You feel like an X-Man.
From a minority’s point-of-view, you don’t actually realize that you’re smart (different) until later on, and when you do you see that the smartest choice to make is to not be smart (different). Let me explain.
First off, I don’t consider myself particularly developed in one area of intelligence, I consider myself to be naturally above average in most forms of intelligence.
I’m black and I grew up poor. Very poor, and thus I grew up in the worst of neighbourhoods and the worst of intelligence enhancing environments. Though we were technically well-off where I came from (Rwanda), when I emigrated with my sister and mother to America we quickly joined the American lower class/working poor. My mother being a single-mother usually worked two jobs just to feed us, clothe us, and to put us through school. On top of that, we moved around a lot, but usually stayed in the same state, from one apartment to another (I think this is because my mother couldn’t pay the rent on more than one occasion).
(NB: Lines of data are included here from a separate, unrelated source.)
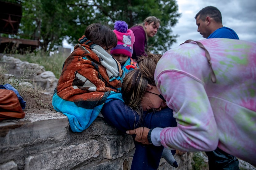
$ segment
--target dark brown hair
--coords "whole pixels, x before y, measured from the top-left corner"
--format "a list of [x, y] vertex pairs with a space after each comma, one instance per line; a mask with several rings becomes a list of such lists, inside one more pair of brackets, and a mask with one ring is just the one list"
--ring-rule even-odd
[[109, 46], [115, 47], [117, 44], [117, 38], [115, 33], [109, 26], [99, 23], [94, 23], [87, 27], [85, 35], [94, 44], [106, 47], [106, 49]]
[[204, 21], [208, 16], [212, 18], [217, 23], [222, 23], [221, 13], [216, 7], [212, 6], [209, 6], [202, 9], [196, 15], [195, 19], [199, 16], [199, 19]]
[[121, 90], [125, 103], [140, 116], [143, 110], [141, 102], [148, 84], [155, 86], [154, 74], [157, 62], [162, 55], [149, 53], [138, 58], [139, 68], [128, 73], [122, 83]]

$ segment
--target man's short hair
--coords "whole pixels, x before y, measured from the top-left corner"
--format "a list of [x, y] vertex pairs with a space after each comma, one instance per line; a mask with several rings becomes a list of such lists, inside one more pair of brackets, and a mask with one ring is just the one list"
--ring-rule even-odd
[[200, 19], [204, 20], [206, 17], [209, 16], [213, 18], [217, 23], [222, 23], [221, 13], [216, 7], [208, 6], [204, 8], [196, 14], [195, 19], [196, 19], [199, 15], [200, 15], [199, 18]]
There was no such thing as money left over to spend on books and movies. The only books my sister and I ever received from our mother were a bible, and an ancient kid’s encyclopedia (that she most likely got for free from someone/somewhere). We had a television set but never had cable, and we got an old computer when I was around 13 with no internet, which I didn’t seriously pay attention to until I was a junior in high school. (We only got the computer because our mother was married to our step-father at the time, who’s a failed CS major. Every time I peaked at his CS books or asked what he was doing with the computer he said it was too complicated for boys like me and to stay out, so I did, more so because he was an asshole.) The only options really available to me and my sister most of the time were to stay inside and draw (we’re both considerably above average in the naturally artistic departments), or to go out, explorer the world and get in trouble with friends.